Michael Sabia of Caisse de Depot et Placement du Quebec and Bruce Flatt of Brookfield Asset Management Inc. speaking Wednesday in a panel discussion in Toronto, responded to news that Canadian government officials see an increasing chance the U.S. president will give six months notice to withdraw.
The U.S. pulling out would be “just the prelude to another negotiation,” said Sabia, the Caisse chief executive officer who before that was also a senior Canadian government official. Sabia’s Montreal-based pension fund has more than C$286 billion ($228 billion) worth of assets under management, including a substantial portfolio in the U.S.
"We need to think about that in the context of making sure that we handle things in a way that we’re well positioned for the subsequent negotiation," he said, adding that the two economies are too intertwined to not require further trade talks. He also noted the U.S. business community is largely opposed to the Trump administration’s stance on Nafta.
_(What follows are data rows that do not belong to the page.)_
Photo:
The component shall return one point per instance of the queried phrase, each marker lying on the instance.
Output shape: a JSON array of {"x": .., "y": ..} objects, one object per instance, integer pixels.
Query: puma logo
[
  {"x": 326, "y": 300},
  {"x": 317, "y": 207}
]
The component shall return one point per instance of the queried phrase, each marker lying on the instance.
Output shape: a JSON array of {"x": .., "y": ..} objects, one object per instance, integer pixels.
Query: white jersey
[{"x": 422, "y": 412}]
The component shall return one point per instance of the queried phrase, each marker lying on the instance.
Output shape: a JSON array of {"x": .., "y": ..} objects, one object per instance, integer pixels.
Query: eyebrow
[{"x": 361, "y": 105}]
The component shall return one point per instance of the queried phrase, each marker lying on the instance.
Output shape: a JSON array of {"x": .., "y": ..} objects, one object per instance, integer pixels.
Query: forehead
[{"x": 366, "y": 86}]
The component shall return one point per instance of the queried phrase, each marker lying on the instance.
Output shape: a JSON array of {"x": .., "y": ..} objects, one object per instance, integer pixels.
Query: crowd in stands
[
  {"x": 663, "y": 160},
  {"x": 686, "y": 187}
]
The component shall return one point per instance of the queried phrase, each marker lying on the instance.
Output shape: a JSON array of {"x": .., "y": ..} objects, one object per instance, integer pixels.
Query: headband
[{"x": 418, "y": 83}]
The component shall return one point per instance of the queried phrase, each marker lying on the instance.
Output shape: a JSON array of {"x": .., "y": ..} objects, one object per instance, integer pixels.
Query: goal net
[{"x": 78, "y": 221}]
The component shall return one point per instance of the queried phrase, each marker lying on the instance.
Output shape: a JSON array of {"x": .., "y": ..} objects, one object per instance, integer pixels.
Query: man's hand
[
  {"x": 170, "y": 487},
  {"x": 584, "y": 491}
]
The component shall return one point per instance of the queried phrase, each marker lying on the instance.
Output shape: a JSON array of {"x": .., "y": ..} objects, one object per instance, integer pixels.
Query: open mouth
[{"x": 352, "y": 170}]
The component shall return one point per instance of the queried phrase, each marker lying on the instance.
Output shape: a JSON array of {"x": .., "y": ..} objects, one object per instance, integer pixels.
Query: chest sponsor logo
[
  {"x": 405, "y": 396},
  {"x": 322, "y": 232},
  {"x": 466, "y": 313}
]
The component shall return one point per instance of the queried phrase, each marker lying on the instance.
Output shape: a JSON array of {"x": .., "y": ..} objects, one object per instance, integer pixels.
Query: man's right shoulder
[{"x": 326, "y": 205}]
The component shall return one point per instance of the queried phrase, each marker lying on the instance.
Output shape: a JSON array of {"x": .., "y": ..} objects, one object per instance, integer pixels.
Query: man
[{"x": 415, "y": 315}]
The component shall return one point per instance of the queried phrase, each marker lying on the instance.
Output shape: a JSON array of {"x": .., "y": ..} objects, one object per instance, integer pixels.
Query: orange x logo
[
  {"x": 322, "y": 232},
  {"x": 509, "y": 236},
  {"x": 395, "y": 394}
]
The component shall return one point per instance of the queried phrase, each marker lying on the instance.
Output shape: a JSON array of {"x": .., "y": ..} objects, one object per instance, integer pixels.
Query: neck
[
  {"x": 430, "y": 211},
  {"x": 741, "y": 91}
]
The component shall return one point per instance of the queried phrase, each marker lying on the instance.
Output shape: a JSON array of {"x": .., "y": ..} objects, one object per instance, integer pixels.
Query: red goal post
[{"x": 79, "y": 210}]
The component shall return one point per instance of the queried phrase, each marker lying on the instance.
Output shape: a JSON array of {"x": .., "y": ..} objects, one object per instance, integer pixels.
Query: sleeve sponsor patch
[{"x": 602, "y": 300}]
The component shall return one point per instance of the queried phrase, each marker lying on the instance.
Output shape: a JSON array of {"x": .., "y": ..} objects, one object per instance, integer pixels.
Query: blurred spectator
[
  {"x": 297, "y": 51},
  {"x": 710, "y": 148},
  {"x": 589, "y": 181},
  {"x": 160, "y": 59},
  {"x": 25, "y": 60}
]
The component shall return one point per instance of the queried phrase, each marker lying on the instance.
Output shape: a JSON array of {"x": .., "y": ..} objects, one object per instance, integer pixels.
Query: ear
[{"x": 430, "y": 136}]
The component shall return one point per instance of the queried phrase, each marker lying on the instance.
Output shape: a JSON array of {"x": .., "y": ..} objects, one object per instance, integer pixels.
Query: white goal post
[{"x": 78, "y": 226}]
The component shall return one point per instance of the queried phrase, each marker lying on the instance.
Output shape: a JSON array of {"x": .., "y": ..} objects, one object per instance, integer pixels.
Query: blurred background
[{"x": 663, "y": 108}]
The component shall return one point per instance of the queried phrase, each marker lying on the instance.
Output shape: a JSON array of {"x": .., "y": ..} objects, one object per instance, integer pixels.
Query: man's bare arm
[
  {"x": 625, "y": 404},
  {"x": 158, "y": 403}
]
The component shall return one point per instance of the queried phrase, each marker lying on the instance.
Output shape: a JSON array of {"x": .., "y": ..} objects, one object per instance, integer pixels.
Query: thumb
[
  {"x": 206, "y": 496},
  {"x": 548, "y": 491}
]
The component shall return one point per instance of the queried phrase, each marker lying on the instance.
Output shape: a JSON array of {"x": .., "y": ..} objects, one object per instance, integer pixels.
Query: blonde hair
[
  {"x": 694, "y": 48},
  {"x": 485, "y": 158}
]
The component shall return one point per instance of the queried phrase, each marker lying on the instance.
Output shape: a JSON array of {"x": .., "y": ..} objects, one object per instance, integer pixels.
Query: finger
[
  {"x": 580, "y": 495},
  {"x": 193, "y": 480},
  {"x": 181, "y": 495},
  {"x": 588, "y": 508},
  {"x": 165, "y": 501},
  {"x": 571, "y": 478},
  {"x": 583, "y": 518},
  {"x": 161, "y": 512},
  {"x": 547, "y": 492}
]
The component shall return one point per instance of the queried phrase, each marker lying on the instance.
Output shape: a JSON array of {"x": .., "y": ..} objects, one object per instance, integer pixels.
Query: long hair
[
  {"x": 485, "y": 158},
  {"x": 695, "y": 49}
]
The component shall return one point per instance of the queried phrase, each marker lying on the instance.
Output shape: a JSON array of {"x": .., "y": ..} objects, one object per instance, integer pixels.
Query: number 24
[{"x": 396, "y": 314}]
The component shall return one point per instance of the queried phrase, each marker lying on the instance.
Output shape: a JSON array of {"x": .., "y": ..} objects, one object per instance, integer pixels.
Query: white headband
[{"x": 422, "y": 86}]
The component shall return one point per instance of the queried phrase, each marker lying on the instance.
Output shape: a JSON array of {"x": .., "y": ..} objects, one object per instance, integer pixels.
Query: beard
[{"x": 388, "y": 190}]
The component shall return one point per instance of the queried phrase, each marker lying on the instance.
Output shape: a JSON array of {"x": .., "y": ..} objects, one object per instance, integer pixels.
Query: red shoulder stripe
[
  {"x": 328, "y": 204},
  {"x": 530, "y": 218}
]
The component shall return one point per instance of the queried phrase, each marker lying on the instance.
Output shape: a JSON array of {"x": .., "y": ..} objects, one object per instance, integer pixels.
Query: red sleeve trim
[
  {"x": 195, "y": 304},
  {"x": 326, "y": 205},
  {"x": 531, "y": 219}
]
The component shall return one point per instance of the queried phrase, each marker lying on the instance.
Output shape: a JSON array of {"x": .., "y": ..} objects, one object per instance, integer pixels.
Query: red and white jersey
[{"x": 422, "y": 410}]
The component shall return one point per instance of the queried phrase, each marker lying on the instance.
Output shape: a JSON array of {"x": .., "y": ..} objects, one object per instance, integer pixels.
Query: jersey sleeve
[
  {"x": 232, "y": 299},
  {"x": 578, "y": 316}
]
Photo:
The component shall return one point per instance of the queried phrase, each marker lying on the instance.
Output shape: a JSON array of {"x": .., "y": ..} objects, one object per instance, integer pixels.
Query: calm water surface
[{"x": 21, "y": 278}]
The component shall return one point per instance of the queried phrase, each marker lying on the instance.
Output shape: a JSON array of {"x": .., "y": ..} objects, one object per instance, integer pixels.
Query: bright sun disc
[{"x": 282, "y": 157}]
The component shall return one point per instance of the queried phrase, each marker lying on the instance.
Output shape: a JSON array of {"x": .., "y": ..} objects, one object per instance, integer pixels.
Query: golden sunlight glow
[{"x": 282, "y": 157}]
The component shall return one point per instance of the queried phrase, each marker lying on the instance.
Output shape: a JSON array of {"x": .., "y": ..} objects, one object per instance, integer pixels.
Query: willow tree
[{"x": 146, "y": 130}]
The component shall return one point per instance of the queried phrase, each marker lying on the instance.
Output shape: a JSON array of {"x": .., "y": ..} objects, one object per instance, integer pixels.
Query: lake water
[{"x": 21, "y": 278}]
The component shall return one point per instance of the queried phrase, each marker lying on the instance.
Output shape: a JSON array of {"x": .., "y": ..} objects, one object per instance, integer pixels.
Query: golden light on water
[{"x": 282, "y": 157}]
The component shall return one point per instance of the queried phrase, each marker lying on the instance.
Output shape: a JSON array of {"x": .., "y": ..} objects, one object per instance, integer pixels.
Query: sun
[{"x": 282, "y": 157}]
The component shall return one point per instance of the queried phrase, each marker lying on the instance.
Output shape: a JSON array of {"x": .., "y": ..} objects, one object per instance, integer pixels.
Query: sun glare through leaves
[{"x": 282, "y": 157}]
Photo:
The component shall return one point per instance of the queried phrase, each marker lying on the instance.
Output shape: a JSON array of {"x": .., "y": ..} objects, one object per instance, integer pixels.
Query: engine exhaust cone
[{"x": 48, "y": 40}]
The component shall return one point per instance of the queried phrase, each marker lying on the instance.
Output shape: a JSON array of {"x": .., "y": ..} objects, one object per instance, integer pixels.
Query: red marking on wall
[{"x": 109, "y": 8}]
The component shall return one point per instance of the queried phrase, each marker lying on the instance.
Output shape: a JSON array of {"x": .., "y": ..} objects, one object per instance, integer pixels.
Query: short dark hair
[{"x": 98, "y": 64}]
Canadian officials who spoke on condition they not be identified declined to say if the chances of Trump saying he will quit the pact are greater than 50 percent. A White House official, speaking on background, said there hasn’t been any change in the president’s position on the Nafta.
People familiar with the negotiations also said late Wednesday that the U.S., Canada and Mexico are planning a seventh round of negotiations for February in Mexico City even as they focus on preparations for talks in Montreal in two weeks. The talks began in Washington in August and have rotated between the three nations every few weeks since.
Flatt of Brookfield, Canada’s biggest alternative asset manager, said any pain from Nafta tensions would be short-lived, adding there will probably be a new deal in the end. “For some businesses, yes, it’s going to suck for a while. It will pass,” Flatt said.
Tensions with Canada have spread beyond industries covered by Nafta this year, with the U.S. looking into allegations of unfair subsidies on dairy products and aircraft. The tensions worsened this week when it was revealed Canada had launched a World Trade Organization complaint over American duties. U.S. Trade Representative Robert Lighthizer called that a “broad and ill-advised attack.”
Sabia said Canada’s economy has options. “The future sources of jobs and growth in the Canadian economy are going to come elsewhere,” he said. “It’s not as though Canada is some baby seal waiting to be slaughtered. We’re not.”